5. Penyelesaian, yaitu tahap penyelesaian atau jalan keluar dari konflik yang mencapai klimaks dengan mengendorkan ketegangan dan mengakhiri cerita.

1.6.1.3 Latar

  Dalam penelitian ini analisis latar digunakan untuk menganalisis bagaimana tempat-tempat yang dilukiskan dalam novel Gemblak. Latar adalah tempat dan masa terjadinya peristiwa. Latar disebut juga setting merupakan elemen fiksi yang menunjukkan kepada kita di mana dan kapan kejadian-kejadian dalam cerita berlangsung (Sayuti, 2000: 126).

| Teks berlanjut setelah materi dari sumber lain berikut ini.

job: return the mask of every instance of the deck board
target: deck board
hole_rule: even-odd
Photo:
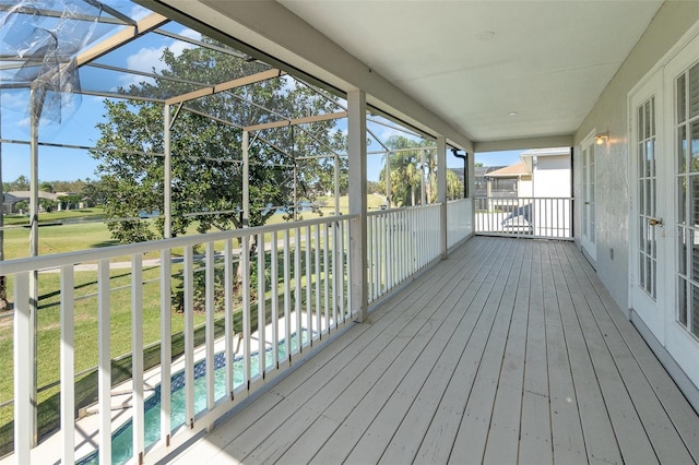
[[[569,242],[477,237],[176,463],[694,463],[699,417]]]

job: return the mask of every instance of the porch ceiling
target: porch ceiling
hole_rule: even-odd
[[[573,133],[663,3],[279,1],[476,142]]]
[[[237,14],[215,0],[158,1],[177,4],[214,27],[224,25],[226,15]],[[574,133],[663,1],[277,3],[477,144]],[[208,8],[215,13],[204,13]],[[254,21],[264,23],[261,9],[254,14]],[[257,27],[256,34],[279,37],[274,29],[280,27],[297,36],[304,33],[298,24],[289,25],[294,21],[280,17],[268,17],[271,24]],[[253,41],[256,47],[264,43]],[[279,44],[261,48],[281,49]],[[320,69],[321,79],[324,65],[343,69],[336,56],[330,59],[335,57],[340,64],[309,65],[307,57],[281,58],[317,75]],[[356,70],[337,78],[347,80],[352,72]],[[353,85],[360,81],[357,78]],[[488,144],[524,148],[511,145]]]

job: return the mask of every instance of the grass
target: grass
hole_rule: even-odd
[[[334,212],[334,201],[332,198],[324,200],[328,206],[322,211],[324,216]],[[378,208],[383,202],[378,195],[368,195],[370,208]],[[347,213],[347,198],[340,199],[340,210]],[[80,211],[85,212],[85,211]],[[100,215],[102,212],[93,210],[93,215]],[[57,212],[54,214],[42,214],[39,220],[52,223],[76,216],[79,212]],[[84,216],[84,215],[82,215]],[[316,218],[319,215],[312,212],[304,212],[304,219]],[[26,218],[12,218],[16,223],[11,223],[7,218],[5,224],[22,224]],[[282,215],[274,215],[268,224],[285,223]],[[24,223],[25,224],[25,223]],[[196,234],[196,227],[190,228],[191,234]],[[292,229],[291,237],[295,230]],[[4,233],[4,254],[5,260],[28,257],[28,235],[29,229],[24,227],[9,228]],[[281,239],[281,236],[280,236]],[[269,240],[269,237],[268,237]],[[63,253],[75,250],[86,250],[98,247],[109,247],[116,245],[104,223],[75,223],[61,226],[44,226],[39,228],[39,254]],[[223,243],[216,245],[216,250],[223,250]],[[125,258],[128,260],[128,258]],[[181,265],[173,266],[173,275],[181,270]],[[158,276],[159,269],[145,269],[143,279],[146,282],[143,287],[143,335],[144,345],[157,343],[161,339],[161,310],[159,310],[159,284],[158,281],[147,282]],[[129,270],[110,271],[110,326],[111,326],[111,356],[112,359],[120,358],[120,361],[112,361],[112,381],[120,382],[130,377],[130,354],[131,354],[131,274]],[[178,281],[174,279],[173,288]],[[42,273],[39,275],[39,312],[38,312],[38,356],[37,356],[37,382],[39,386],[54,383],[59,379],[60,367],[60,274]],[[8,288],[12,289],[12,276],[9,277]],[[97,365],[97,303],[96,303],[96,272],[75,272],[75,372],[90,370]],[[280,297],[281,298],[281,297]],[[269,294],[268,294],[269,299]],[[304,299],[304,296],[301,296]],[[268,309],[270,306],[268,305]],[[196,313],[194,324],[204,321],[203,313]],[[217,333],[223,334],[223,314],[218,318]],[[238,319],[239,320],[239,319]],[[173,326],[173,349],[174,356],[178,349],[181,350],[181,335],[183,330],[183,318],[181,313],[171,312],[170,321]],[[257,317],[252,319],[257,322]],[[239,331],[239,330],[238,330]],[[203,329],[198,330],[197,337],[203,337]],[[0,319],[0,370],[4,373],[12,373],[13,353],[12,319]],[[203,339],[202,339],[203,343]],[[146,359],[153,363],[159,362],[159,345],[155,349],[146,351]],[[157,353],[153,351],[156,350]],[[121,357],[125,356],[126,357]],[[88,371],[76,380],[76,402],[83,405],[94,402],[94,389],[96,386],[96,373]],[[0,378],[0,402],[13,397],[12,377]],[[38,394],[39,401],[39,424],[42,425],[39,434],[50,431],[57,426],[60,390],[59,386],[49,388]],[[9,452],[12,446],[12,406],[0,408],[0,455]],[[4,444],[4,445],[2,445]],[[10,448],[10,449],[8,449]]]

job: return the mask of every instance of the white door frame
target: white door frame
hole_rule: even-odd
[[[667,293],[668,281],[667,276],[672,275],[674,262],[672,260],[672,247],[673,245],[668,239],[672,235],[667,235],[667,228],[672,230],[672,225],[667,226],[672,222],[672,182],[670,182],[668,172],[672,172],[672,167],[661,163],[667,159],[667,138],[666,132],[663,129],[665,121],[665,106],[663,100],[663,80],[661,73],[655,73],[643,81],[642,85],[636,86],[630,93],[628,98],[628,111],[629,111],[629,296],[631,308],[643,320],[643,323],[653,333],[655,338],[665,345],[666,338],[666,311],[672,293]],[[638,121],[638,108],[645,104],[649,99],[654,98],[654,121],[655,124],[655,146],[654,158],[655,172],[654,172],[654,187],[655,192],[650,192],[648,198],[655,203],[655,219],[660,219],[663,223],[656,226],[648,225],[648,211],[643,211],[643,200],[640,199],[640,166],[639,166],[639,121]],[[661,154],[661,155],[657,155]],[[664,156],[665,155],[665,156]],[[648,175],[643,177],[648,178]],[[645,191],[643,191],[645,193]],[[641,219],[641,216],[644,218]],[[643,223],[643,224],[642,224]],[[641,271],[640,264],[640,233],[641,226],[645,229],[645,235],[654,235],[655,246],[655,259],[657,269],[652,271],[652,283],[655,290],[655,295],[652,296],[643,286],[639,283],[642,277],[645,277],[648,271]]]
[[[580,157],[581,157],[581,190],[580,190],[580,196],[582,200],[582,204],[580,205],[580,248],[590,257],[590,259],[593,262],[597,261],[597,240],[596,240],[596,207],[595,207],[595,203],[596,203],[596,186],[597,186],[597,174],[596,174],[596,167],[597,167],[597,163],[596,163],[596,158],[597,158],[597,150],[595,146],[595,134],[597,133],[596,130],[593,130],[590,134],[588,134],[588,136],[585,139],[582,140],[582,142],[580,143]],[[589,204],[588,204],[588,199],[590,195],[590,192],[588,192],[588,175],[590,175],[590,172],[588,172],[589,166],[588,166],[588,158],[585,156],[585,151],[592,151],[593,156],[595,157],[595,162],[594,162],[594,172],[592,172],[592,179],[593,179],[593,189],[594,191],[592,192],[592,215],[594,215],[593,218],[593,224],[594,224],[594,228],[593,228],[593,233],[592,233],[592,238],[590,238],[587,235],[587,230],[588,227],[590,225],[590,218],[588,215],[590,215],[589,212]]]

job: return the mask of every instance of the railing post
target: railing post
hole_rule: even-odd
[[[447,258],[449,234],[447,226],[447,139],[443,135],[437,138],[437,202],[439,208],[439,242],[442,260]]]
[[[367,314],[367,105],[364,91],[347,93],[347,153],[350,155],[350,276],[352,314]]]

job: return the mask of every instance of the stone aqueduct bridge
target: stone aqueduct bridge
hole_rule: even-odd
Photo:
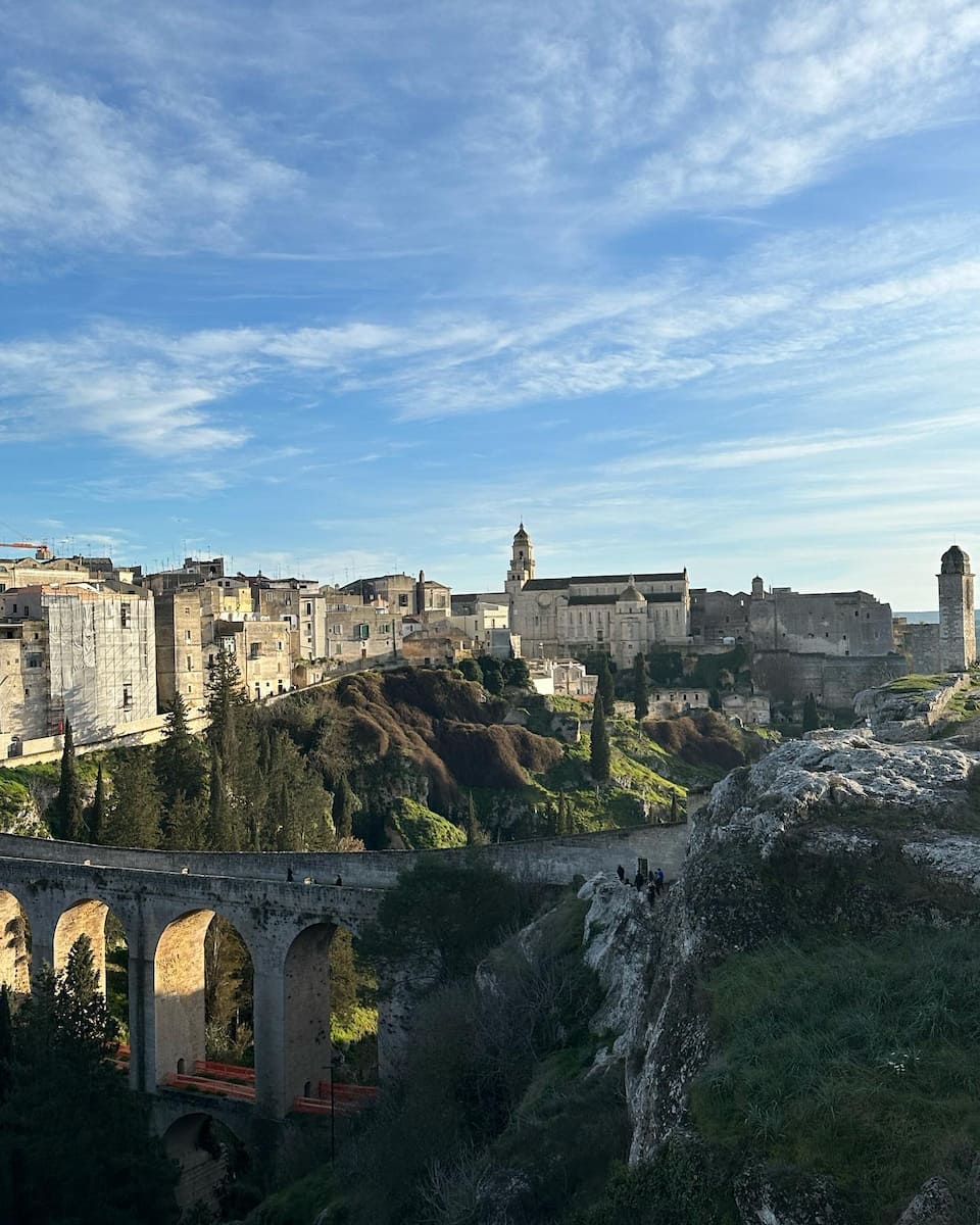
[[[256,1096],[249,1110],[274,1121],[330,1074],[333,933],[360,932],[382,892],[421,858],[462,862],[475,855],[517,878],[566,884],[577,873],[615,872],[617,864],[635,871],[638,856],[671,877],[686,845],[686,826],[470,851],[318,855],[140,851],[6,834],[0,835],[0,981],[27,990],[29,974],[45,962],[62,968],[86,932],[104,985],[111,909],[129,946],[130,1085],[156,1094],[169,1076],[190,1073],[195,1060],[205,1058],[205,932],[216,914],[224,916],[252,959]],[[341,886],[332,883],[338,876]],[[29,959],[20,908],[29,924]],[[398,1031],[391,998],[382,997],[379,1029],[383,1078]]]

  Menurut Nurgiyantoro (2005: 216), sebuah cerita dibangun oleh unsur latar karena pelukisan latar dapat membantu pembaca dalam memahami jalannya cerita dan keberadaan tokoh sebuah novel. Latar atau setting disebut sebagai landasan tumpu yang menyaran pada pengertian tempat, hubungan waktu, dan lingkungan tempat terjadinya peristiwa-peristiwa yang diceritakan (Abrams via Nurgiyantoro,

  Peristiwa-peristiwa di dalam cerita tentulah terjadi pada suatu waktu atau di dalam suatu rentang waktu tertentu dan pada suatu tempat tertentu. Secara sederhana dapat dikatakan bahwa segala keterangan, petunjuk, pengacuan yang berkaitan dengan waktu, ruang, dan suasana terjadinya cerita dalam suatu karya sastra membangun latar cerita.

  Sebuah cerita dibangun oleh unsur latar karena pelukisan latar dapat membantu pembaca dalam memahami jalannya cerita dan keberadaan tokoh sebuah novel. Latar memberikan pijakan cerita secara konkrit dan jelas untuk memberikan kesan realitas kepada pembaca sehingga bisa menciptakan suasana tertentu yang seolah-olah sungguh ada dan terjadi (Nurgiyantoro, 2005: 217).